Titanic director James Cameron has confirmed his big-screen comeback will be a state-of-the-art science fiction movie filmed entirely in 3D.
Titanic won 11 Oscars, including best director and best film
Called Avatar, it uses a mix of live action and computer animation to tell the story of a group of humans battling the population of a distant planet.
Despite a cast of relative unknowns, the film is expected to cost $190m (£98m) to produce.
Titanic, released in 1997, is the most successful movie of all time.
Starring Leonardo Di Caprio and Kate Winslet, it made $1.8bn (£930m) at the global box office and won 11 Academy Awards - including best picture and best director.
But the film's protracted, effects-heavy shoot was troubled, and the budget spiralled to more than $200m (£104m) as the release date slipped.

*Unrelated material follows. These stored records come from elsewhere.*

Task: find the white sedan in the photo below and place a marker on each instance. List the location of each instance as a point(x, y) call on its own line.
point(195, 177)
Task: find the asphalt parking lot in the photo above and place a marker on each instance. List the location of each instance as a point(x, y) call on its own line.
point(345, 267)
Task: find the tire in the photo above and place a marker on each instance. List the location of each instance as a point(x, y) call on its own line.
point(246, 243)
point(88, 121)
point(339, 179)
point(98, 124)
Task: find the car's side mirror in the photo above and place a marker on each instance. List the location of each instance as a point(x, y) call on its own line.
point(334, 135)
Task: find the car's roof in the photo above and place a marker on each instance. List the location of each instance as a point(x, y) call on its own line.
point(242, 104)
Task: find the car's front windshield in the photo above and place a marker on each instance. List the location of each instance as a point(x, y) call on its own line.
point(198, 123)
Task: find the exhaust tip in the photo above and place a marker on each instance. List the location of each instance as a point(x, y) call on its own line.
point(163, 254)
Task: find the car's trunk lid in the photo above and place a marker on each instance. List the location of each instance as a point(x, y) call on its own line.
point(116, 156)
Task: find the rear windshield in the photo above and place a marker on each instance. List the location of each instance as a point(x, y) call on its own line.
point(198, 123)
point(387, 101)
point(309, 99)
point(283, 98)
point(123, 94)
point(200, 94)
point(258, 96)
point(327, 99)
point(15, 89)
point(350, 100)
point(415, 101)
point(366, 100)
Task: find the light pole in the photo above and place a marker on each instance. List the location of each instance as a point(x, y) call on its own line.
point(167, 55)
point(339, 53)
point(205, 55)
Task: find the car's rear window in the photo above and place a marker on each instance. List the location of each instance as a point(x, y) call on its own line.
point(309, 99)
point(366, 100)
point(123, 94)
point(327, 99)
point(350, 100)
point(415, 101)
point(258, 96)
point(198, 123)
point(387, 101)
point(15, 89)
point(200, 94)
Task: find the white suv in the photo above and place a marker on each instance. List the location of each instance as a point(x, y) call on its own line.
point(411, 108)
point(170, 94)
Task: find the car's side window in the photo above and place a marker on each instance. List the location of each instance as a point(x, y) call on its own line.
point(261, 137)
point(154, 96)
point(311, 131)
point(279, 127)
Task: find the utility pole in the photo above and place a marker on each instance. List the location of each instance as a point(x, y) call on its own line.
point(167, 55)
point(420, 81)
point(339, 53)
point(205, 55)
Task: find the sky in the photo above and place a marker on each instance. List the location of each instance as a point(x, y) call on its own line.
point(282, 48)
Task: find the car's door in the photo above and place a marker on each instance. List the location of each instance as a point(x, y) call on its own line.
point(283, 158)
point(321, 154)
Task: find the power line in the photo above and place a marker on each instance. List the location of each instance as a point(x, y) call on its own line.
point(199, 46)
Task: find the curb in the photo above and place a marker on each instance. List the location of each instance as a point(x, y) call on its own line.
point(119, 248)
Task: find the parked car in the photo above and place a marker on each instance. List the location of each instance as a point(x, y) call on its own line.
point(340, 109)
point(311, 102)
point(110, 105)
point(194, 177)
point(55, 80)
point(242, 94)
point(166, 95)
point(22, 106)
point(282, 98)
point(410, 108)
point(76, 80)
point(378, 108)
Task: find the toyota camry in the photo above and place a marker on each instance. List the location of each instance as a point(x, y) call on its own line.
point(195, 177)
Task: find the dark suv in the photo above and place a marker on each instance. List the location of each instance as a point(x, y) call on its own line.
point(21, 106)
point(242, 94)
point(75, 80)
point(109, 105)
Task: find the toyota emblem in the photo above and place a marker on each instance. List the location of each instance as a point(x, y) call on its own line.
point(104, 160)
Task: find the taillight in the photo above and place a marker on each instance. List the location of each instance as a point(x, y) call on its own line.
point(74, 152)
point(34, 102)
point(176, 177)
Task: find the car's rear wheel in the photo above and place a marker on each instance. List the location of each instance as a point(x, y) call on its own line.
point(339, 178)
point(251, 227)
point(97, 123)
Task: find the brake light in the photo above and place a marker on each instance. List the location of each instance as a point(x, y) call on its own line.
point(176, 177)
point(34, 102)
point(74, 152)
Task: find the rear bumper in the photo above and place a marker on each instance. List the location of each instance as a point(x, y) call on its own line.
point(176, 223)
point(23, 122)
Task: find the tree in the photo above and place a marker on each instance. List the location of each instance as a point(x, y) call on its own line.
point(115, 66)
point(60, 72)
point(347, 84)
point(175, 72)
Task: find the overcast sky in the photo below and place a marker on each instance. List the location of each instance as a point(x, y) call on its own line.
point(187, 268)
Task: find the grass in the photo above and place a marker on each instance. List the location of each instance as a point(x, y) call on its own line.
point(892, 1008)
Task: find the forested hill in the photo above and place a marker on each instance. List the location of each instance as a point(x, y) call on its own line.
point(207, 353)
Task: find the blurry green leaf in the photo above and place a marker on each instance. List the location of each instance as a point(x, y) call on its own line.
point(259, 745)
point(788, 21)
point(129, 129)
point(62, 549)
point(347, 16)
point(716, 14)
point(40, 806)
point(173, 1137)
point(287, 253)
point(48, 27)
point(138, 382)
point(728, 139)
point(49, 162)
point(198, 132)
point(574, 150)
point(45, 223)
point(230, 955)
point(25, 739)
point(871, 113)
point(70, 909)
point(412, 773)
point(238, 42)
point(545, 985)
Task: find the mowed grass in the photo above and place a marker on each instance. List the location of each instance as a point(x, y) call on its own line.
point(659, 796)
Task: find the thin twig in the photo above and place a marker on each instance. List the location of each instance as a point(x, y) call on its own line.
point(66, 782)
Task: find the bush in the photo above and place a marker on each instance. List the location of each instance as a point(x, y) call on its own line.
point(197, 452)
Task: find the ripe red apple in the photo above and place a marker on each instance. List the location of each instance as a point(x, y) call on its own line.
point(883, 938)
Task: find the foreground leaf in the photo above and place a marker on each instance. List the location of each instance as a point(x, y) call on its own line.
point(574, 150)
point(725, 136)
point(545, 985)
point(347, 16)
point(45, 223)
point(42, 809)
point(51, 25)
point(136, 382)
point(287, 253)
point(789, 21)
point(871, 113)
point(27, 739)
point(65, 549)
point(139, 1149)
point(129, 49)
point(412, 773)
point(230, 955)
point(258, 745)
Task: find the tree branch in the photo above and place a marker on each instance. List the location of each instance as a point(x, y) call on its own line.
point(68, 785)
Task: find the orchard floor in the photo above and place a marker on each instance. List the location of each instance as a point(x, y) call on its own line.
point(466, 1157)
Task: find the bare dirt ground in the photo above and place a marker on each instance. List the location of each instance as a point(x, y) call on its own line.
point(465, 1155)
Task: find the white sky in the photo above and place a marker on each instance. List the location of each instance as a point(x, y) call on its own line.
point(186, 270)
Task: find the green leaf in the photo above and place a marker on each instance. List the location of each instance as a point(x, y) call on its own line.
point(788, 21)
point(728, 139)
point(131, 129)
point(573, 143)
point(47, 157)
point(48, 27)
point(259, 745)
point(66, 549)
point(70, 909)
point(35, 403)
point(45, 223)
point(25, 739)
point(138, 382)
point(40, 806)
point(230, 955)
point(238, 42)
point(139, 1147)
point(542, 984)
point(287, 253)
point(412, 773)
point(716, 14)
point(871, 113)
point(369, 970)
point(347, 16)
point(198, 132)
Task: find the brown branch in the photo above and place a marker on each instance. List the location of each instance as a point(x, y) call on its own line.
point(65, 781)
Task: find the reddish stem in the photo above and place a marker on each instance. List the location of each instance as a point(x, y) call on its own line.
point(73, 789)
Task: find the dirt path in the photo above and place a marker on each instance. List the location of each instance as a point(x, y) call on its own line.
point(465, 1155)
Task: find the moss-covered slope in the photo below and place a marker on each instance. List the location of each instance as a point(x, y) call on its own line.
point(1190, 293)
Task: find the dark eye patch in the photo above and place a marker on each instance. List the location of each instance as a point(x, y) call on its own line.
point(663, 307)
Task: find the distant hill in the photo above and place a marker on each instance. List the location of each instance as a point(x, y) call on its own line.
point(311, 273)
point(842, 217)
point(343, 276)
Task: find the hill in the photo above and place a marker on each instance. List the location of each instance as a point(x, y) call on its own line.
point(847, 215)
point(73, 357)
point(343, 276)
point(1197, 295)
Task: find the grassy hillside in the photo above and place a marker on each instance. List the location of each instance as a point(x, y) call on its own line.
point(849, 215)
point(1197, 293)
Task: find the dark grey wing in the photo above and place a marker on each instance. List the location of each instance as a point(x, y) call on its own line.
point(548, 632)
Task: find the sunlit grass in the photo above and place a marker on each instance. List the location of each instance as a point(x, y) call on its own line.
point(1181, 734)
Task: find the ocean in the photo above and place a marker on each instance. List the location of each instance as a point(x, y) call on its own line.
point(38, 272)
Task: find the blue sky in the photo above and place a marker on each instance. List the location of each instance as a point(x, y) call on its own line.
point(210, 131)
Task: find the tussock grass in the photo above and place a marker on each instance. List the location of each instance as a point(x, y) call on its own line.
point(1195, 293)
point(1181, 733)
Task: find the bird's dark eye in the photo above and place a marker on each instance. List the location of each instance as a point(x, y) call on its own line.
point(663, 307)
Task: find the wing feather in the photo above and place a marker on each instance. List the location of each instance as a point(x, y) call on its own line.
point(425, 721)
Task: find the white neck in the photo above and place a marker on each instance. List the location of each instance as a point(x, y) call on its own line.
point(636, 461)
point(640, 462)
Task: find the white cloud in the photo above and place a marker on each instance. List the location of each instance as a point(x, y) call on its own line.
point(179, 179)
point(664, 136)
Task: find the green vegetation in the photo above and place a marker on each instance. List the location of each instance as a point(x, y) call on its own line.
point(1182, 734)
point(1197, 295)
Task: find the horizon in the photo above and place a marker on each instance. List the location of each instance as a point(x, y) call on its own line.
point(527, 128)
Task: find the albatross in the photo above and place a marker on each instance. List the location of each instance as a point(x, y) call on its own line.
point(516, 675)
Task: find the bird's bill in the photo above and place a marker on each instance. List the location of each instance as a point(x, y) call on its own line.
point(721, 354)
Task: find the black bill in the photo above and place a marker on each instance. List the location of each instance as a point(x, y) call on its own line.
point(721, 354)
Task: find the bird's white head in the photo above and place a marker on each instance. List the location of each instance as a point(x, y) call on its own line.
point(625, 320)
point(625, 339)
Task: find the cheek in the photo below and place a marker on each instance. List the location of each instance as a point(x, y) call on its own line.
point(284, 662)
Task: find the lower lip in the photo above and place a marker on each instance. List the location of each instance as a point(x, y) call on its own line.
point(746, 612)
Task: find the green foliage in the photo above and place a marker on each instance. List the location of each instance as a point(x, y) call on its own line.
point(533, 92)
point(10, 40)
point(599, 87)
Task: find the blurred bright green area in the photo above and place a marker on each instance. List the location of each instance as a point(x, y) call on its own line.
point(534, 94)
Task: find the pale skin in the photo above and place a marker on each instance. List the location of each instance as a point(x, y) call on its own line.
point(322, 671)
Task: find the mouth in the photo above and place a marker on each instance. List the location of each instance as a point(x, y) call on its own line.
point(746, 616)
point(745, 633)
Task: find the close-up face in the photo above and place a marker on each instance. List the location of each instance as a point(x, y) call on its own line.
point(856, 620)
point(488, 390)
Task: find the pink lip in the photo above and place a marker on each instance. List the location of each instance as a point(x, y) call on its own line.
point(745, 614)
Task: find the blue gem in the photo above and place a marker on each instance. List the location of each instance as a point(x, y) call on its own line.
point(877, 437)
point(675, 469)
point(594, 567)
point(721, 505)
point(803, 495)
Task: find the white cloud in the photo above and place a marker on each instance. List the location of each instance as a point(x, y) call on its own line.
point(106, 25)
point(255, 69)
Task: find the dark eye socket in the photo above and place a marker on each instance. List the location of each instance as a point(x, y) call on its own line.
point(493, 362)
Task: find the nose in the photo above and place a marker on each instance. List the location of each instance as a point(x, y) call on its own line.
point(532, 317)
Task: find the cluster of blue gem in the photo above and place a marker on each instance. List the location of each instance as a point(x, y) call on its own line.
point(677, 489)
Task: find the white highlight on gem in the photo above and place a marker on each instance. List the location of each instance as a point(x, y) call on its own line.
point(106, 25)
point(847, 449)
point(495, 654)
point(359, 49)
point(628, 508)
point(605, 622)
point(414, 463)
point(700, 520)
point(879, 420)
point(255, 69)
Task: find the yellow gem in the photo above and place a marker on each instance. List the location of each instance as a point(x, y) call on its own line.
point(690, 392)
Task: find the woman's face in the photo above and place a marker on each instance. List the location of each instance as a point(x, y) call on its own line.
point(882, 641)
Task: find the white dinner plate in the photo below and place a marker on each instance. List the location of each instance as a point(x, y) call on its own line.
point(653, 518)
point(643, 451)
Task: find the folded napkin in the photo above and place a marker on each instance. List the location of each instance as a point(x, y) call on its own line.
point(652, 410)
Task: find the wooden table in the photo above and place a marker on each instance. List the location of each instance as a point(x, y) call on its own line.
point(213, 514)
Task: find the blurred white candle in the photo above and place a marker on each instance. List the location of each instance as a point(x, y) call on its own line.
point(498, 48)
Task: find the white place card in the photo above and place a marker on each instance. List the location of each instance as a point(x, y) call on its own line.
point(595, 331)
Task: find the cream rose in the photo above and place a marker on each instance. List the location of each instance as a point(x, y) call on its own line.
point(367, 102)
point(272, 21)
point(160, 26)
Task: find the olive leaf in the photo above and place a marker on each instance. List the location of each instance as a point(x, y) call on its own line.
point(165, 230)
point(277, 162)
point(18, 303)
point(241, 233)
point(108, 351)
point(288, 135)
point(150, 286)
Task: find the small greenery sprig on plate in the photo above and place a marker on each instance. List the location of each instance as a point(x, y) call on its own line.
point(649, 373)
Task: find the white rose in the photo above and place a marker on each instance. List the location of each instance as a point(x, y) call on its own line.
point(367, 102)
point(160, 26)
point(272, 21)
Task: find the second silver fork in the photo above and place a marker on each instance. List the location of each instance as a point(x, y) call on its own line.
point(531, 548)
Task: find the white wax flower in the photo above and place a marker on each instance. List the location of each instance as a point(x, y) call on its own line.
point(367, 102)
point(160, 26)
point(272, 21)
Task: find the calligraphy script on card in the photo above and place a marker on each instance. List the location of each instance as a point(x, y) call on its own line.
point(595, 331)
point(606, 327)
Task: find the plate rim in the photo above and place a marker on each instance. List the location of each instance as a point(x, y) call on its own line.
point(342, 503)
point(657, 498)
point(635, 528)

Cameron told trade paper the Hollywood Reporter he hoped to avoid such problems on his next film.
"We are shooting only 31 days of live action, all on-stage," he said.
"It's controllable. No weather conditions. No water on this one."
But Avatar will still be expensive because of the ground-breaking computer animation Cameron hopes to use.
"We're going to blow you to the back wall of the theatre in a way you haven't seen for a long time," the 52-year-old director said.
"My goal is to rekindle those amazing mystical moments my generation felt when we first saw 2001: A Space Odyssey, or the next generation's Star Wars."
Filming is due to begin in April in Los Angeles, with Australian actor Sam Worthington in the lead role as 22-year-old planetary adventurer Jack Sully.
Cameron says he expects there to be 1,000 to 2,000 3D cinemas capable of screening the film when it is released in 2009.